After intense anticipation and buildup, Microsoft (MSFT) on Thursday unveiled its new operating system, Windows 7, ending what New York Times gadget guru David Pogue called a "three year Windows Vista nightmare." The critical response was generally positive -- perhaps not particularly surprising given that Vista had become so reviled for its bad performance, bugs and crashes.
"Today is an important day for the computer industry; certainly for Microsoft," Microsoft CEO Steve Ballmer said at a Windows 7 launch event in New York. Reviewing the product, Pogue wrote: "Windows 7 means that Microsoft employees can show up in public without avoiding eye contact."
"With Windows 7, there's never been a better time to be a PC," Ballmer said in a statement. "Together with our partners, we're bringing more choice, flexibility and value to the market than ever before. With Windows 7, you're sure to find a PC that fits your life."
In his review of Windows 7, my colleague Paul Miller over at Engadget gave the new product a positive review.
"Where Vista felt like a sprawling mess, Windows 7 has patched up the holes and feels like a tight, unified mechanism," Miller wrote. "It's hardly full of surprises, but that's usually a good thing when it comes to operating systems. If you've never been a Windows person, there's hardly anything here that will change your mind about that. However, most human beings on this planet have some sort of interaction with Windows on a regular basis, whether by choice or necessity, and Windows 7 is great news for those millions of souls."
At the launch event in New York, Ballmer said Microsoft expects to sell 300 million Windows-based PCs in 2009. He said several different versions of the the product will be for sale between $119 and $219 at some 45,000 retailers across the world.
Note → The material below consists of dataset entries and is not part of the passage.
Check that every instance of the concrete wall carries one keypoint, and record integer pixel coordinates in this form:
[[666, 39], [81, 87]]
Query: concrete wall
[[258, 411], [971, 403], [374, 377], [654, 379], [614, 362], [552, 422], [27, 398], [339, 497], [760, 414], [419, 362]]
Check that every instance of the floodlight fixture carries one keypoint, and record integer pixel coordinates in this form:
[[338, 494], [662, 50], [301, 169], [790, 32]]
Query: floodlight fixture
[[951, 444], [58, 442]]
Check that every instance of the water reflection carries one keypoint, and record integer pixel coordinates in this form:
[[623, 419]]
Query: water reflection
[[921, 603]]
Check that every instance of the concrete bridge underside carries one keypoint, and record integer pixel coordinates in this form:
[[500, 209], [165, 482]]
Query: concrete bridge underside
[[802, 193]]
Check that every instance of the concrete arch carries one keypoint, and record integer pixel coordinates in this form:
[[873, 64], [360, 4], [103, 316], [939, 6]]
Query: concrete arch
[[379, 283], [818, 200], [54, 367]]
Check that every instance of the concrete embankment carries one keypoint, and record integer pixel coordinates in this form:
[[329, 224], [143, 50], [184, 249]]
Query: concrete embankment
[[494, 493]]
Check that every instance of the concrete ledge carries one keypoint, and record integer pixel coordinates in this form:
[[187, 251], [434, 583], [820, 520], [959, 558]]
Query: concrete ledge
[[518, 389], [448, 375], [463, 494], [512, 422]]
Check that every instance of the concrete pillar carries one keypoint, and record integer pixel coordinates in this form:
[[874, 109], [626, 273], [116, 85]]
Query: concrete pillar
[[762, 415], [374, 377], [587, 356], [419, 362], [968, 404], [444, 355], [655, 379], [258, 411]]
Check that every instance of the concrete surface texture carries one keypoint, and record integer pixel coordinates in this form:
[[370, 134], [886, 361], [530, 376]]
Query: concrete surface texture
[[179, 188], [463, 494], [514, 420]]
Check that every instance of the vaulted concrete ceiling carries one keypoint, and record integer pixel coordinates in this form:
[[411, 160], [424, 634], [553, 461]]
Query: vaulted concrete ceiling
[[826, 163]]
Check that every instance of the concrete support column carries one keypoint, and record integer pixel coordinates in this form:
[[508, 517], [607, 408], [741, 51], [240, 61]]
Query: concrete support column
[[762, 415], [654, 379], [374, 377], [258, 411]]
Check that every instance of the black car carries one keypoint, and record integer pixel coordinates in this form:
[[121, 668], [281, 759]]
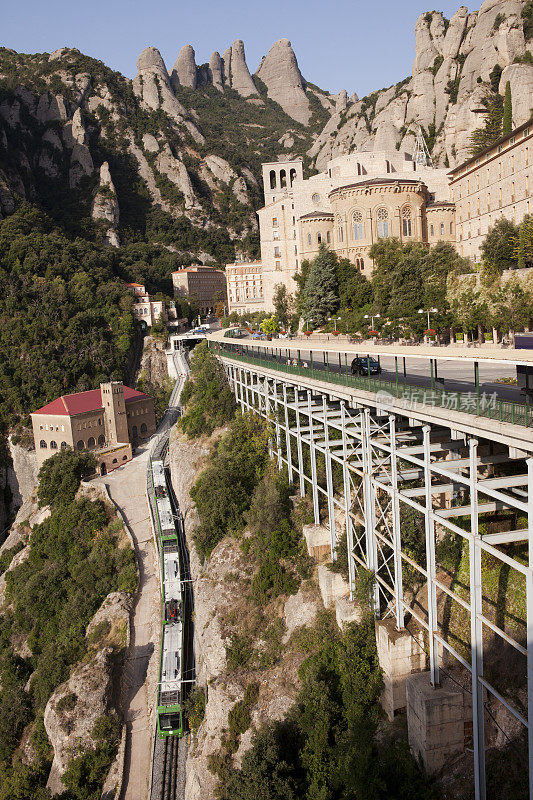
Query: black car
[[365, 366]]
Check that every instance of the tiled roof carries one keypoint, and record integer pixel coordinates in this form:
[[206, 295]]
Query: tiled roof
[[82, 402], [376, 182], [316, 215]]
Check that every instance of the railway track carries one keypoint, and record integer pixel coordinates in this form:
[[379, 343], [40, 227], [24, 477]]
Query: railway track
[[170, 769]]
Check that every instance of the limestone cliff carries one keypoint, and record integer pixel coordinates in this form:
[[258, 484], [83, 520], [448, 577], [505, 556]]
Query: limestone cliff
[[279, 71], [456, 63], [105, 205], [219, 607]]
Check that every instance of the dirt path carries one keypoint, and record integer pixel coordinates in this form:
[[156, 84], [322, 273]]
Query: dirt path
[[126, 487]]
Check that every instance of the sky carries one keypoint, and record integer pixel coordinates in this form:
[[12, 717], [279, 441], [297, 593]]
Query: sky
[[340, 44]]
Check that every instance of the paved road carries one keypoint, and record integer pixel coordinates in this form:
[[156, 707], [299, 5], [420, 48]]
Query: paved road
[[127, 486], [458, 377]]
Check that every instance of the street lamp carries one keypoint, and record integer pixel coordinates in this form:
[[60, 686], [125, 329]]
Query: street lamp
[[372, 317], [428, 311]]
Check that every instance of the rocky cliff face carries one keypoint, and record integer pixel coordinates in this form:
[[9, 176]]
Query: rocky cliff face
[[179, 155], [219, 605], [279, 71], [458, 62]]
Windows is by far the most used operating system in the world, accounting for about 90 percent of the market.
The Times's Pogue said the new operating system "keeps what's good about Windows Vista, like security, stability and generous eye candy, and addresses much of what people disliked."
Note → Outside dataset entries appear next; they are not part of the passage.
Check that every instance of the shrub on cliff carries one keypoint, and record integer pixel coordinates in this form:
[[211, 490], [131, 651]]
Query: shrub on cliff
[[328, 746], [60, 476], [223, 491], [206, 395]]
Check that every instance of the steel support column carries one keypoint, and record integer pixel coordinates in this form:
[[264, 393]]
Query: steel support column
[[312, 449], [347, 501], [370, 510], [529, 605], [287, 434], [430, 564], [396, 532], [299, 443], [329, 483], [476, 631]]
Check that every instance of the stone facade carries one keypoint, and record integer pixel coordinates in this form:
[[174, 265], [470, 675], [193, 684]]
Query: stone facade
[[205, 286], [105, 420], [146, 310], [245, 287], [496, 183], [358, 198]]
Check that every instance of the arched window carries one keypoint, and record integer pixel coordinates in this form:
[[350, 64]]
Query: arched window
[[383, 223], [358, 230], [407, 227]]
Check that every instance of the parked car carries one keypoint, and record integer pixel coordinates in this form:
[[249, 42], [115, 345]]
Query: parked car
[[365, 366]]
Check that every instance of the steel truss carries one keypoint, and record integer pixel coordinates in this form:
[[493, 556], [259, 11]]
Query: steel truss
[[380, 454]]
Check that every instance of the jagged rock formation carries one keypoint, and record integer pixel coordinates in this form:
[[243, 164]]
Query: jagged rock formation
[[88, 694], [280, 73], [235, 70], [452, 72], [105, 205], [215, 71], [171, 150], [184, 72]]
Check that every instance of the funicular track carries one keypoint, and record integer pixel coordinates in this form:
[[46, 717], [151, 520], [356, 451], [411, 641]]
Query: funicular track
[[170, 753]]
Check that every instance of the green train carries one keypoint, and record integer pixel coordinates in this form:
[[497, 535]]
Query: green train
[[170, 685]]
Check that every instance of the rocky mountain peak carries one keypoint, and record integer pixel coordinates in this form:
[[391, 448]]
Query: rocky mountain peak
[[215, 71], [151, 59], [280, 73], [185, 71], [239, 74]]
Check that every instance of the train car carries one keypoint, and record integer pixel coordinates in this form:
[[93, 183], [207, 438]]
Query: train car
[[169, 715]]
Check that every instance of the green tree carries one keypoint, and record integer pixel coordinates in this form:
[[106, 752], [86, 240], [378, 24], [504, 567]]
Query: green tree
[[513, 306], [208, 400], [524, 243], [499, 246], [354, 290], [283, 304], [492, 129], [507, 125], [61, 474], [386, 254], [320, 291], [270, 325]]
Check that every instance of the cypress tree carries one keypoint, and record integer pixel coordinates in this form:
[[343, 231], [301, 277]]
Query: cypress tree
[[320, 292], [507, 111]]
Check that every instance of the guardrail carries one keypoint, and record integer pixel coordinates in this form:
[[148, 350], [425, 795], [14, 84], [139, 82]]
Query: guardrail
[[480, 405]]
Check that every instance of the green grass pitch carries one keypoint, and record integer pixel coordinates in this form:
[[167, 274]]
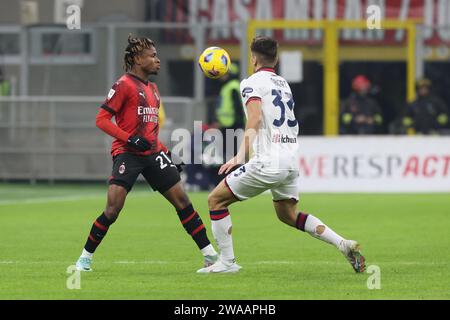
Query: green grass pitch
[[148, 255]]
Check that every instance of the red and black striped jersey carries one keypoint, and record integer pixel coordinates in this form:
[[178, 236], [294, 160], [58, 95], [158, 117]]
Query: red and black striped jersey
[[134, 103]]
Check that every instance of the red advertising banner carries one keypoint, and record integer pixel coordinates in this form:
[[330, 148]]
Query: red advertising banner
[[435, 15]]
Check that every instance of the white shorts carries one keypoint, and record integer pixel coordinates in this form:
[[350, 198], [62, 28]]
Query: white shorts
[[252, 178]]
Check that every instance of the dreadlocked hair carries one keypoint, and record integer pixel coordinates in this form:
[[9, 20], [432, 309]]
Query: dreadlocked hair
[[135, 46]]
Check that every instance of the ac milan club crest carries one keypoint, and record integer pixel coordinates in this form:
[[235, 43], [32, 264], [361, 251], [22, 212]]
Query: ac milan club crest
[[122, 168]]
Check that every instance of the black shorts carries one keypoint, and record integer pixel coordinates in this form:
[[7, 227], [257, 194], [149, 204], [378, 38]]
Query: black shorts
[[158, 169]]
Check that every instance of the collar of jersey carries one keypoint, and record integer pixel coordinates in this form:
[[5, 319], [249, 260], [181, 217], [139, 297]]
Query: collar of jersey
[[137, 78], [269, 69]]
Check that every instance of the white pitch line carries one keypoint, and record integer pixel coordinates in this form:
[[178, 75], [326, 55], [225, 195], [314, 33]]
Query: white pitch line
[[63, 198], [267, 262]]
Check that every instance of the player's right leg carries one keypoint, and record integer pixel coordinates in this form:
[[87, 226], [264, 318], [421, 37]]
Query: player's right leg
[[241, 184], [126, 169], [115, 202], [286, 212]]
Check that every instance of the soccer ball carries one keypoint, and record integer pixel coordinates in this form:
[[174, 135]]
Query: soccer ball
[[214, 62]]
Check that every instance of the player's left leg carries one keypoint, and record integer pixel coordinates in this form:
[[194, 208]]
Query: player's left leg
[[163, 176], [191, 221], [218, 201], [286, 212]]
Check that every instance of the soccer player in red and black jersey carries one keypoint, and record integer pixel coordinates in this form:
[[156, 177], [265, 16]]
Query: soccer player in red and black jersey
[[136, 149]]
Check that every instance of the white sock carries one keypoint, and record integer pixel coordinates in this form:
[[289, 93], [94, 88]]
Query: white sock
[[208, 250], [86, 254], [222, 233], [328, 235]]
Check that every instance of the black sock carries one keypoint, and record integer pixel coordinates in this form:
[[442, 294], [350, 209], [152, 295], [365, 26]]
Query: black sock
[[194, 226], [301, 220], [98, 231]]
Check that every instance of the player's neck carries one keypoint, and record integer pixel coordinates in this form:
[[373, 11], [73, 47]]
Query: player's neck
[[264, 68], [139, 74]]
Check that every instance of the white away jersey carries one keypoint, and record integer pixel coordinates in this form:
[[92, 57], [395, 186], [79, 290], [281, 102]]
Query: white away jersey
[[277, 138]]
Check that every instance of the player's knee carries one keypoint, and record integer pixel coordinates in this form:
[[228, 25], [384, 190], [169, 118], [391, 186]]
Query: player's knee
[[320, 229], [112, 212], [213, 201]]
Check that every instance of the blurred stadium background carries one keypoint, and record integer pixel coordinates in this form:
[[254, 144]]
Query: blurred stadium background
[[53, 79]]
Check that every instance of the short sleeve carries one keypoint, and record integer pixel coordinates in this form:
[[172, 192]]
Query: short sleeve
[[249, 91], [115, 99]]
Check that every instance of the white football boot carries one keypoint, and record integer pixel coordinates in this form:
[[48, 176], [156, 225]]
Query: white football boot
[[352, 252], [221, 267]]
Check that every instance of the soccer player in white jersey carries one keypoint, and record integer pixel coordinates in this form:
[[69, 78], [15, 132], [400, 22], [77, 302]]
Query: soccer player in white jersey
[[272, 129]]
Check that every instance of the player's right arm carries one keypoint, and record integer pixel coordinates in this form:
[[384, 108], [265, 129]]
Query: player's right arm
[[110, 108], [252, 100]]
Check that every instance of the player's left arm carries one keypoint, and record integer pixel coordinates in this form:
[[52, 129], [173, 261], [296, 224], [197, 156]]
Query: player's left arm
[[254, 120]]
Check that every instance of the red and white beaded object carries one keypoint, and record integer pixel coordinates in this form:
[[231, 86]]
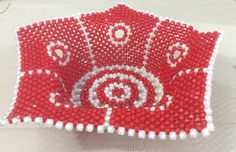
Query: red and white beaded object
[[121, 70]]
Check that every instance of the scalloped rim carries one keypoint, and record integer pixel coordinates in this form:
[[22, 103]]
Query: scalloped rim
[[121, 130]]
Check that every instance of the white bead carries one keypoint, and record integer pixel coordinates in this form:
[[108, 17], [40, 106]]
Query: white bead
[[49, 122], [38, 120], [89, 128], [100, 129], [209, 118], [182, 135], [162, 135], [79, 127], [205, 132], [151, 135], [121, 130], [4, 122], [152, 108], [110, 129], [141, 134], [59, 124], [15, 121], [211, 127], [131, 132], [27, 119], [193, 133], [172, 136], [69, 126]]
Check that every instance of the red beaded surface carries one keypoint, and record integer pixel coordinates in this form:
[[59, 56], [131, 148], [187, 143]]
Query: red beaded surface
[[150, 72]]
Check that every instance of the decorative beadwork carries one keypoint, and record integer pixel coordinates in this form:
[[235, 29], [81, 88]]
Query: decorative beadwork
[[119, 71]]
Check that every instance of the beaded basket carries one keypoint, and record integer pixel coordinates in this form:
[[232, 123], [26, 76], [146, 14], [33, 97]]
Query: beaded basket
[[120, 71]]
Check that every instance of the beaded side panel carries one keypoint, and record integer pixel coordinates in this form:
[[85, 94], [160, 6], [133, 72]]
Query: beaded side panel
[[121, 71]]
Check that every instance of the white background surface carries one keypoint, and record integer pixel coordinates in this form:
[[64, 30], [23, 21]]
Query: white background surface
[[205, 14]]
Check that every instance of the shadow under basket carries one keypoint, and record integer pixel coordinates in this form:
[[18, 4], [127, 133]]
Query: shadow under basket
[[119, 71]]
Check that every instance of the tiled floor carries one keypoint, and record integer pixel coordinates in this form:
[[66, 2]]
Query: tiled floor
[[205, 14]]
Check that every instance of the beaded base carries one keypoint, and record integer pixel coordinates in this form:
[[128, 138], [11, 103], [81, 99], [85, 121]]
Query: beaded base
[[121, 71]]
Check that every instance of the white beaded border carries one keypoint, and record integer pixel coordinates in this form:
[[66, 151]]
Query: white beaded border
[[140, 86], [126, 95], [110, 129], [149, 76]]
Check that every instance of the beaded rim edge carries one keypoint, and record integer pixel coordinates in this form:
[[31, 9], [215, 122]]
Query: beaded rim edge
[[121, 130]]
In the Wall Street Journal, personal technology columnist Walt Mossberg called Windows 7 "a faster and much better operating system than the little-loved Windows Vista, which did a lot to harm both the company's reputation, and the productivity and blood pressure of its users."
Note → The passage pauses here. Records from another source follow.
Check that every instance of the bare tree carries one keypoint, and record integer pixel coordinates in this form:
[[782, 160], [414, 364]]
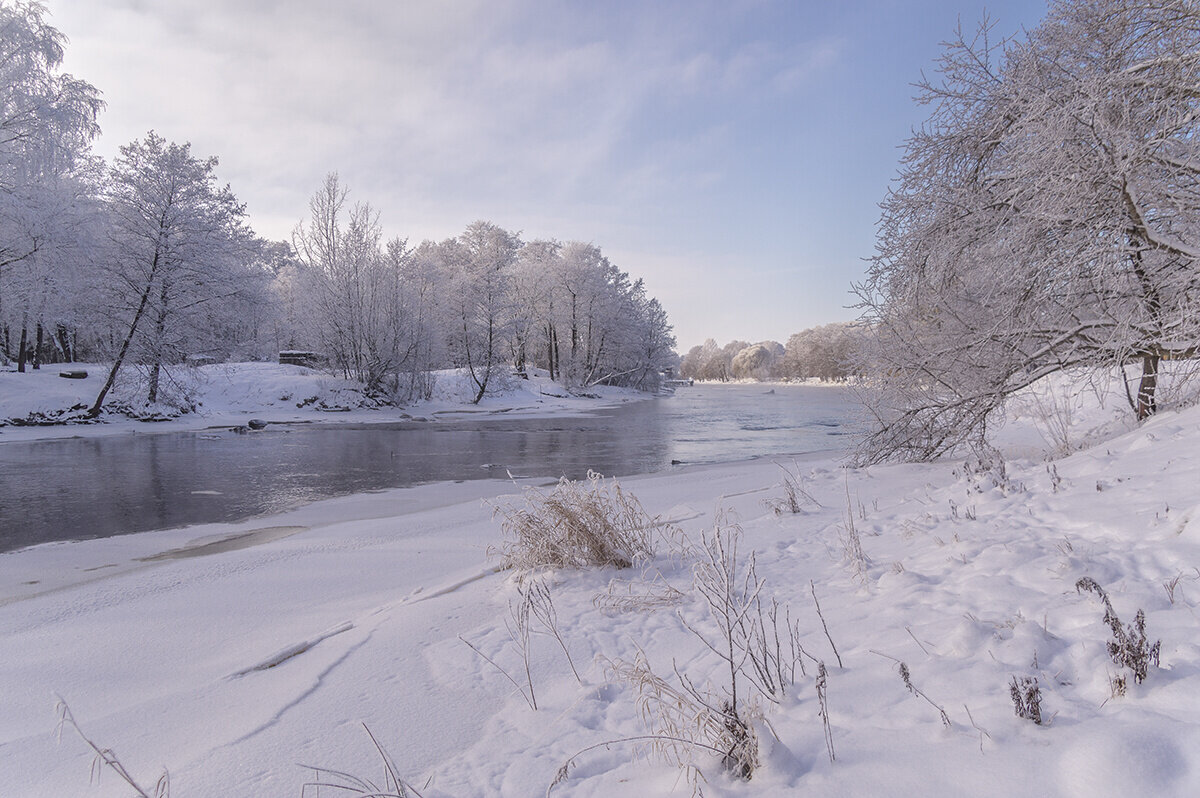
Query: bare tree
[[1045, 217], [179, 247], [479, 333], [47, 175]]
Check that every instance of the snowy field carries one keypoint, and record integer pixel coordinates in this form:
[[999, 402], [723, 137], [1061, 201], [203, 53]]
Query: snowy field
[[231, 394], [232, 655]]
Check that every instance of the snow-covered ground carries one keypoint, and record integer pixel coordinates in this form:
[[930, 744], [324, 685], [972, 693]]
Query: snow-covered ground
[[232, 394], [234, 654]]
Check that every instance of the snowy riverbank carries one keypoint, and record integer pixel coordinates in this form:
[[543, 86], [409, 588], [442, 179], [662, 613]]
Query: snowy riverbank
[[228, 395], [229, 653]]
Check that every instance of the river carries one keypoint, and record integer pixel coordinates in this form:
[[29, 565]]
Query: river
[[100, 486]]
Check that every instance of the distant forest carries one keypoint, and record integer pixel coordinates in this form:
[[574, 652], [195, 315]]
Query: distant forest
[[821, 353], [150, 262]]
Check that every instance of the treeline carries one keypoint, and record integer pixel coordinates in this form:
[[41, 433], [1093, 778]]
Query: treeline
[[823, 353], [150, 261], [485, 301], [1047, 216]]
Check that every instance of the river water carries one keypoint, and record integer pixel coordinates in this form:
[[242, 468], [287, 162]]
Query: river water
[[93, 487]]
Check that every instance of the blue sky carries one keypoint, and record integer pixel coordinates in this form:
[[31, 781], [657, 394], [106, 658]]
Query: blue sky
[[731, 153]]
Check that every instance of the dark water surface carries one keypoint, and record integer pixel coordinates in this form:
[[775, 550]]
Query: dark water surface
[[94, 487]]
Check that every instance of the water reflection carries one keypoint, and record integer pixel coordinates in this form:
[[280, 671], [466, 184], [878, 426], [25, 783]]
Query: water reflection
[[61, 490]]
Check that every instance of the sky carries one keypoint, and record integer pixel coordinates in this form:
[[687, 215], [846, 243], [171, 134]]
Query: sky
[[731, 153]]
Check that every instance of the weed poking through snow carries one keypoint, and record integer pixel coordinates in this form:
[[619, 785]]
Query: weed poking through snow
[[1129, 647], [576, 525], [1026, 696], [393, 786], [107, 757]]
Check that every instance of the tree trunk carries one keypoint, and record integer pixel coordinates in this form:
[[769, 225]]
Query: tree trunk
[[23, 352], [37, 347], [1146, 406], [125, 346], [64, 336]]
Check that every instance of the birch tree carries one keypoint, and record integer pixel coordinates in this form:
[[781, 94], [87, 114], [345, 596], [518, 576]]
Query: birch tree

"After using pre-release versions of Windows 7 for nine months, and intensively testing the final version for the past month on many different machines, I believe it is the best version of Windows Microsoft has produced. It's a boost to productivity and a pleasure to use," Mossberg concluded.
Starting today, Windows will be available with what the company calls "an unprecedented array of new PCs and software programs." Additionally, Microsoft said it plans to launch "the next wave" of its global "I'm a PC" campaign, which shows Microsoft users expressing their enthusiasm about the company's products.
Over the past 18 months the company said it has collected feedback from "more than a billion opt-in customer sessions and 8 million beta testers" in order to offer the best product to consumers. The company also said that "more than 50,000 developers from 17,000 companies are enrolled in the Windows Ecosystem Readiness Program to build solutions for Windows 7."